Ses photographies résonnent profondément à cause de leurs atmosphères claustrophobes et de leurs visages flous et anonymes, rappelant le flou des rêves qui s'évaporent dès le réveil. Les images de Woodman semblent capturer le tourment auquel elle a été confrontée dans sa vie éveillée, et en les soignant ou en les manipulant à huis clos, elle a créé une vision d'un monde qui était la matière des cauchemars.
La photographe germano-argentine Grete Stern a également utilisé des techniques de post-production et de manipulation en elle rêves (Dreams) pour donner à ses images une qualité onirique. Ses photomontages - produits chaque semaine pour le magazine féminin Idylle de 1948–51 étaient censés accompagner la colonne 'La psychothérapie vous aidera' qui invitait les lecteurs à partager leurs rêves, qui ont ensuite été analysés par un psychologue.

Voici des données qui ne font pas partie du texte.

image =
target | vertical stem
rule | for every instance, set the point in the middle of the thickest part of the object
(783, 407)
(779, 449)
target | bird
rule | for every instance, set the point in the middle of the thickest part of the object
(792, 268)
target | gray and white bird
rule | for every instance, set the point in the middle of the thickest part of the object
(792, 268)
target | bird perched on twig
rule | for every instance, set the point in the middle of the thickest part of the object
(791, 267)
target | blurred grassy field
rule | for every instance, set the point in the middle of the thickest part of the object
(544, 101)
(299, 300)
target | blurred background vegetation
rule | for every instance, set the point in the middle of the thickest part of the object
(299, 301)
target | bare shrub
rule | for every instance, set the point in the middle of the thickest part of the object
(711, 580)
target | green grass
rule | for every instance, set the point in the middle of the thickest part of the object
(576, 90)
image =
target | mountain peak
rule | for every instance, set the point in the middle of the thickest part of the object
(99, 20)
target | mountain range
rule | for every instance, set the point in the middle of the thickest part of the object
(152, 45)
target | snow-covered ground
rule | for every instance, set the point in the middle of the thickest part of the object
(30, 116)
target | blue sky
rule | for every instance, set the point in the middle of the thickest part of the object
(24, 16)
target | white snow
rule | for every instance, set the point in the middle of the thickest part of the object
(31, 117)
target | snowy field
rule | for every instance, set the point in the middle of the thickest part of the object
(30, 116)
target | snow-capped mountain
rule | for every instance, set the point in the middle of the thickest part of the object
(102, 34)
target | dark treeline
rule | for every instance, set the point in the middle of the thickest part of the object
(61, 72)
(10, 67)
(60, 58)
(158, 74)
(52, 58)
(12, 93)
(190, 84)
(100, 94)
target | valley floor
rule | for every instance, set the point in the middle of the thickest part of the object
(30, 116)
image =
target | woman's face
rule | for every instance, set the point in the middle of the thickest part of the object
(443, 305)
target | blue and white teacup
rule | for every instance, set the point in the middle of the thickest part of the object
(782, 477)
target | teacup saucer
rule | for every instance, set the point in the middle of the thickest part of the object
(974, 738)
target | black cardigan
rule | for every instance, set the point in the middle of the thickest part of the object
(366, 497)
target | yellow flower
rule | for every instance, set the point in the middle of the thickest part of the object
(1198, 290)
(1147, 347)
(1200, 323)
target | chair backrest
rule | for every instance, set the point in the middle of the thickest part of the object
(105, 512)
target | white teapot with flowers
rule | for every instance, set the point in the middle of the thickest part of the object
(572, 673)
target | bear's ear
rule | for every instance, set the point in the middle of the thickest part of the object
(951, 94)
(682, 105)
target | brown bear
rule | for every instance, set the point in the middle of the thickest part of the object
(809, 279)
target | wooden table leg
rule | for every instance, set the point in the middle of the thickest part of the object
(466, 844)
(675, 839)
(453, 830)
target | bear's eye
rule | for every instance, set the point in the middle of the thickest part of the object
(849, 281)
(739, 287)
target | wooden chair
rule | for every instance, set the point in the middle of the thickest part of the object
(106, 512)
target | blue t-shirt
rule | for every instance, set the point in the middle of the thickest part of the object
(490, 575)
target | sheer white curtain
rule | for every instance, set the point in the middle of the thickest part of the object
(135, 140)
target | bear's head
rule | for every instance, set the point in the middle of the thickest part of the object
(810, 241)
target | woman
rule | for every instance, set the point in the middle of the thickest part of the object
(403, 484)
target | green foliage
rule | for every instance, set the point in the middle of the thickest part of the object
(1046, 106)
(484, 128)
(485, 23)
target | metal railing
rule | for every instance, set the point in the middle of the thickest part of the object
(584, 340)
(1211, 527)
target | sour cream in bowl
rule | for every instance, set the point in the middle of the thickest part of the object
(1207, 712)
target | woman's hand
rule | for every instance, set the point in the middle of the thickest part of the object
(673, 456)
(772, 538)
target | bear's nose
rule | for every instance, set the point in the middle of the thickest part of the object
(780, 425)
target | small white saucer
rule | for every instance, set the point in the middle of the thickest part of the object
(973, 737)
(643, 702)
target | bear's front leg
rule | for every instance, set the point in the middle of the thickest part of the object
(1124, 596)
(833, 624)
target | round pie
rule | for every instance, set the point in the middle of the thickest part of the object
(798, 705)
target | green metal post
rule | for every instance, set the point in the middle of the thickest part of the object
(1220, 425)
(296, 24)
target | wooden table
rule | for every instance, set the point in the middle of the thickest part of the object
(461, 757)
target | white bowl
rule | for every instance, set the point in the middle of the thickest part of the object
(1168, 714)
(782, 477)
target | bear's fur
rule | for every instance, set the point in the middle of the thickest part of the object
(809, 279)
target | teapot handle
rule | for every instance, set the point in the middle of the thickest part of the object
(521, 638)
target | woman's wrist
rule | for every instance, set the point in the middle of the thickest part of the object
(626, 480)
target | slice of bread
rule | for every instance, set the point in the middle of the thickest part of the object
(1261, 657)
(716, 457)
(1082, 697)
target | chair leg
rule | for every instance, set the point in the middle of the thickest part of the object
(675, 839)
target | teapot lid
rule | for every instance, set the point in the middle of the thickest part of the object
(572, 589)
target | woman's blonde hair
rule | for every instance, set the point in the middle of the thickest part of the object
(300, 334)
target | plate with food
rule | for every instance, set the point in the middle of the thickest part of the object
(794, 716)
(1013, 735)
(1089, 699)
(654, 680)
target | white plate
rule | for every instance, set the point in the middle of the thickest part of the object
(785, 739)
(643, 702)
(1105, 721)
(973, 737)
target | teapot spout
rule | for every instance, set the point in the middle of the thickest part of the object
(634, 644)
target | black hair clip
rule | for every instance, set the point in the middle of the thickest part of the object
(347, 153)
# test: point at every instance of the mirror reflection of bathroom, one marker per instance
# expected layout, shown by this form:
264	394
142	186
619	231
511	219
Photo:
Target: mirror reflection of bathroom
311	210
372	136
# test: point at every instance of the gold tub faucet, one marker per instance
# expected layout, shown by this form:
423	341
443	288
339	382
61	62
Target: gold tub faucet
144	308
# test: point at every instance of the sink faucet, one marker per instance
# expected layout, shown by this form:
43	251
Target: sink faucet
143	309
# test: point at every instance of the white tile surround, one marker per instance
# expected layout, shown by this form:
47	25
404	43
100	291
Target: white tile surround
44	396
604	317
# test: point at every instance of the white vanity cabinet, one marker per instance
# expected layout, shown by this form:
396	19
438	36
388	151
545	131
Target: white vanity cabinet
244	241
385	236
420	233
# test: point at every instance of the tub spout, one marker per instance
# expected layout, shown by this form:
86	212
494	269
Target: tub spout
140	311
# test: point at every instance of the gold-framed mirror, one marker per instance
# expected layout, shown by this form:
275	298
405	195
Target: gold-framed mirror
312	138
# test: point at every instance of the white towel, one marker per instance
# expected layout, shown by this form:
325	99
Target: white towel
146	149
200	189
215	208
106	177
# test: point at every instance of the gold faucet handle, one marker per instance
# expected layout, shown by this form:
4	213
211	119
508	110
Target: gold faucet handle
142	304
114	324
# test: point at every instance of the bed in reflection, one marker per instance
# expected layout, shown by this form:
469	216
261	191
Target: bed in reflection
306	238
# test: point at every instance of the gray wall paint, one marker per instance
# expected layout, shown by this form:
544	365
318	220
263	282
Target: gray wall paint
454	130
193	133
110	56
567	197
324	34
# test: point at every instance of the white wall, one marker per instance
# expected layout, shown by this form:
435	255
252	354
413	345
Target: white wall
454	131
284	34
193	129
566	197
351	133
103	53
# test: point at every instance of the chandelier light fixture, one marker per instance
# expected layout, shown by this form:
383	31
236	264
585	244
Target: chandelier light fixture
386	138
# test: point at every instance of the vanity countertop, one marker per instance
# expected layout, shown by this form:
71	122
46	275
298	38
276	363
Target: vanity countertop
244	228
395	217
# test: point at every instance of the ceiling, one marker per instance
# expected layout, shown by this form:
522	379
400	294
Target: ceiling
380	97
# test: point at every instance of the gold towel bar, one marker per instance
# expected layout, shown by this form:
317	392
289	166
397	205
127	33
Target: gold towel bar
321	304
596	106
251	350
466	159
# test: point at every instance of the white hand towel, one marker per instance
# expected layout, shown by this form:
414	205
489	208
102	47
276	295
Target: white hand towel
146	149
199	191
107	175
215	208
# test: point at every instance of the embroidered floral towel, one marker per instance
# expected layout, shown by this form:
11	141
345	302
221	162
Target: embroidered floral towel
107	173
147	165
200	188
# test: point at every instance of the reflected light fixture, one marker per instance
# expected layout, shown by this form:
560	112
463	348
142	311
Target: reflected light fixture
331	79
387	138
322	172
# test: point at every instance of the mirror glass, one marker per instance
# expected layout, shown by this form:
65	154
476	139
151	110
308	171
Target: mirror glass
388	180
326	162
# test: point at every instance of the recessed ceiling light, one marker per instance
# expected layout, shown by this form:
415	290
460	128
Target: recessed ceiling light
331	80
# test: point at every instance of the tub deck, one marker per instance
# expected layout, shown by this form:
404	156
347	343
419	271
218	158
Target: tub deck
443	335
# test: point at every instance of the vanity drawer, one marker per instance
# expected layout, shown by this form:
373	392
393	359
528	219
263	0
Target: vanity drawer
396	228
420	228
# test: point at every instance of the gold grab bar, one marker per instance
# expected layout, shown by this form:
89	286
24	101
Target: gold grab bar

Les photomontages richement imaginatifs de Stern ont vraiment saisi les sentiments inégalés à l'œuvre dans les rêves de ses correspondants. Dans un cliché mémorable, une main masculine se penche pour «allumer» une lampe dont la base est une minuscule femme - une manifestation électriquement chargée de l'objectivation féminine. Les photomontages de Stern s'inscrivent dans la tradition des surréalistes dont l'art cherchait à libérer le potentiel créatif du subconscient.
Les photographes ont utilisé plusieurs méthodes pour explorer le monde caché du sommeil et des rêves, mais si celles-ci indiquent quelque chose en commun, c'est que la photographie a toujours offert un portail inégalé vers notre subconscient.
La photographie peut nous aider à digérer les scénarios souvent effrayants et insensés qui se déroulent dans notre sommeil. Les surréalistes ont commencé une longue tradition qui se poursuit sous des formes hybrides aujourd'hui. Bien que les progrès scientifiques aient énormément progressé au 20e et 21e siècle, la science ne peut toujours pas nous offrir les réponses que nous recherchons - pour cela, nous avons l'art comme un répit.